Марья Николаевна вопросительно взглянула на него.
– Матушке удалось узнать из верного источника, – продолжал Поджио, – причину, по которой несчастного брата держат в крепости уже десять лет. Оказывается, его тесть, статс-секретарь Бороздин, лично просил об этом царя. Дело в том, что супруга моего брата хотела непременно следовать за ним в Сибирь. И вот отец ее не постеснялся придумать, такой мерой, удержать дочь при себе.
– Как это бесчеловечно! – возмутилась Волконская.
Поджио подавил тяжелый вздох и поспешил переменить разговор.
Река порозовела от косых лучей солнца. Рябь мелких волн, прибиваясь к берегу, оставляла середину ее гладкой и переливчатой, как перламутр. Какие-то рыбешки вскидывались над водой и вновь исчезали, оставляя на зеркальной поверхности реки зыбкие расплывающиеся круги. В воздухе медленно и лениво звучали удары церковного колокола.
– Когда так звонит колокол, – грустно заговорила Болконская, – мне всегда вспоминается наша гувернантка мисс Матен, которая до экстаза любила английскую поэзию и в особенности Томаса Мура.

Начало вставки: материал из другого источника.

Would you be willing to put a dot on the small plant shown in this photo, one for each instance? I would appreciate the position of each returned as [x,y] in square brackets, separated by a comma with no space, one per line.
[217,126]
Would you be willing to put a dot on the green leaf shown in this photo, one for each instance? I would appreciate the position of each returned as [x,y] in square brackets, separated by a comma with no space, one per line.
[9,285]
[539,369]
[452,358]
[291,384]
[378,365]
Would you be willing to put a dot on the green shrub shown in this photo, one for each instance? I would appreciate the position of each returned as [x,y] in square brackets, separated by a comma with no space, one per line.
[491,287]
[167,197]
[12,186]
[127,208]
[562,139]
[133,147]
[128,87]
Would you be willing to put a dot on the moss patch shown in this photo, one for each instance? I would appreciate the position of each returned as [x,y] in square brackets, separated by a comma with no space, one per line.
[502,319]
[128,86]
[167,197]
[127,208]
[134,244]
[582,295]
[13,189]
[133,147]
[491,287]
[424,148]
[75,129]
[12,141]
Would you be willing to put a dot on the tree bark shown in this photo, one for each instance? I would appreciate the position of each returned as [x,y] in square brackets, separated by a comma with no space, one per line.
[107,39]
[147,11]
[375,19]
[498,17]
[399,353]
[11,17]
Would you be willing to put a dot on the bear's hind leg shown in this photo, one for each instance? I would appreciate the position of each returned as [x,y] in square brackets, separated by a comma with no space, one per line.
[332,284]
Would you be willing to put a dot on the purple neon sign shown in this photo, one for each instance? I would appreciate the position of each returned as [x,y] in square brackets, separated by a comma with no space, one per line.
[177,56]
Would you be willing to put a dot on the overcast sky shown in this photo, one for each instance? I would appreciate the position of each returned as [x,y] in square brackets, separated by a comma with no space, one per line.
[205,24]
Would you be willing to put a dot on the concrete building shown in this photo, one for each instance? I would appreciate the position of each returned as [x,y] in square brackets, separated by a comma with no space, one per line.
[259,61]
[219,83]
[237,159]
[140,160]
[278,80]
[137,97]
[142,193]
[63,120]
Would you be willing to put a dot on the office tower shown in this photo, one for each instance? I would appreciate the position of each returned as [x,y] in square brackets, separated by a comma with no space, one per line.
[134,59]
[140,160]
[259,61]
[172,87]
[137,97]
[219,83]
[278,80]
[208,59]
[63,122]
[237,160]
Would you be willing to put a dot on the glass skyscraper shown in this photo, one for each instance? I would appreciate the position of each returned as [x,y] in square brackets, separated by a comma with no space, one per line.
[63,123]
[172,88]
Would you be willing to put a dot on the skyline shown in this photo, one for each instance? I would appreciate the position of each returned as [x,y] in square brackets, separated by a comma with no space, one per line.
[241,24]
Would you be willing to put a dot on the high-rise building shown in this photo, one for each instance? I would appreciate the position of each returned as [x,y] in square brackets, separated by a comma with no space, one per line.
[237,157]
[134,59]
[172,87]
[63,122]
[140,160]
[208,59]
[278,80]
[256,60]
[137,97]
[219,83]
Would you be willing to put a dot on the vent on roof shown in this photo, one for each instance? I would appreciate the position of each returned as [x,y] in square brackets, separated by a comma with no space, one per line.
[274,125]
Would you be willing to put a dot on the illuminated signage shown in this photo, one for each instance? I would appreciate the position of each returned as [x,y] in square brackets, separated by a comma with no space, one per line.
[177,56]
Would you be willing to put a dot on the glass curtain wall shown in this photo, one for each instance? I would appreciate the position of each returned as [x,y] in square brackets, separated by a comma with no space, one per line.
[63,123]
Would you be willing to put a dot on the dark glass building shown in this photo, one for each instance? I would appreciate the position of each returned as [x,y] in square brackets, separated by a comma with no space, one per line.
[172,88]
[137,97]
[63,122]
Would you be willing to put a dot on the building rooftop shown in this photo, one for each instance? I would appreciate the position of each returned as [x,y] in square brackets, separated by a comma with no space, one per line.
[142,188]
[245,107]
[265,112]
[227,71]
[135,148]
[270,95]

Когда мы живали у бабушки в Каменке, она, бывало, выйдет с нами гулять к Тясмину, и, как только зазвонят к вечерне, сложит молитвенно руки и начинает декламировать под звон колоколов:
Those evening bells, those evening bells,
How many a tale their musik tells…
(Вечерний звон, вечерний звон,
Как много дум наводит он…)
И при этом и нам начинало казаться, что колокола так и произносят: bells, tells…
– Давайте попробуем и сейчас, – с улыбкой предложил Поджио.
Они остановились и прислушались.
– Ну, что? Слышите? – краснея под влюбленным взглядом Поджио, спросила Марья Николаевна.
– Да, – решительно тряхнул кудрями Поджио, – явственно слышу.
В это время к редким звукам большого колокола присоединились частые и веселые удары маленьких.
Поджио наклонил голову к плечу и приложил согнутую ладонь к уху.
– Что они вам говорят? – мечтательно спросила Волконская.
Поджио встал в позу дирижера и, взмахивая рукой, произносил в такт колокольному звону: то басом – ром, ром, – когда ударял большой колокол, то фальцетом – джин, глинтвейн, джин, глинтвейн, – когда перезванивали маленькие.
– Как вам не стыдно! – хотела рассердиться Марья Николаевна, но смех смял серьезность.
– Нет, ей-богу, славно получается! – по-мальчишески радовался Поджио и, надувая щеки, продолжал: – Ро-ом, пунш, ро-ом, глинтвейн…
– Полно дурачиться! – сказала Волконская и повернула обратно.
– Не сердитесь, – попросил Поджио, – сами же научили. Вот я вам цветов нарву. Глядите, какие незабудки! Ведь в гривенник величиной. А эти оригинальные саранки! Не сошли нас сюда царь, мы бы и понятия не имели об эдакой прелести…
Нагибаясь к цветам, он ловко срывал их на ходу.
– Надо бы в детской ставни закрыть, – сказала Марья Николаевна, подходя к дому, – а то там уже зажгли свечи, и выходит, что два света. Это нехорошо для Мишина зрения: оно у него и так слабое.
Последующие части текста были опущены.